After the lost season of 2020 Mauricio would be assigned to Brooklyn and show fans how much power potential he really had. He was good enough in Advanced A to earn a late season promotion to AA where the power numbers held true. The problem, as Met fans will all know, is that his weaknesses were also showing themselves. Mauricio struck out more than once per game and still showed no ability to draw a walk.
This past season people hoped he’d break through and suddenly be a hitter who did it all. Despite hitting 26 home runs and stealing 20 bases, his 125 Ks in 123 games are all that critics can see. To make things worse, he only walked 24 times. All of this being said, his OPS of .768 is pretty darned impressive.
Recently, Mauricio played in the Dominican Winter Leagues for the Tigres de Licey. He had a truly phenomenal short season here on his way to winning the league’s MVP award. His ultimate scouting report doesn’t change exponentially, despite this showing but does suggest a profile closer to Javier Baez or Alfonso Soriano than his 2022 year in Binghamton had.
Having seen Mauricio at bat in person he has plenty of “swinger” to him. He takes big ugly hacks at the ball and seems to approach some at bats oddly, falling behind in counts in ways that almost appear to be on purpose. Most times though, his swing is quick and the ball explodes off his bat. Having no ability to walk will always make his OBP a pathetic 30-50 points higher than his batting average but his BA should remain above .250 as he knows how to make contact.
The power is there and cannot be ignored. Other than his year with Columbus, he’s had a SLG above .400 and looks to have the makings of a 30 home run hitter.

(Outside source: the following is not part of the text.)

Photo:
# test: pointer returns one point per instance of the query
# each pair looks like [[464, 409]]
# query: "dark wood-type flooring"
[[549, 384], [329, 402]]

Mauricio is quick but a little too tall to be a natural base stealer. He runs the bases well and stole 20 bags in 2022 but I don’t think he ever steals that many in the majors. Instead, I think fans would enjoy his speed when the ball is hit in play and how quickly he can round the bases.
Mauricio is 6’3” and still playing shortstop but he’s not playing shortstop well. Mauricio had a horrendous .936 fielding percentage at the position and it falls well in the heart of where he’s projected. The Mets need to move Mauricio to the outfield and should have probably done that years ago.
As has been mentioned, Mauricio’s ideal development track has him eventually profiling as a free swinging player like Baez or Soriano. He has a basket full of offensive weapons and one glaring flaw but enough offensive upside to be a major asset to a team. He has the raw speed to play center field or the arm to fit into right but the Mets should have begun that transition years ago. With the moves the Mets have made (Carlos Correa is pending at this time) it seems the AAA lineup will have multiple players learning new roles. Mauricio could split time between second base and the outfield but the outfield seems ultimately the best spot for his future.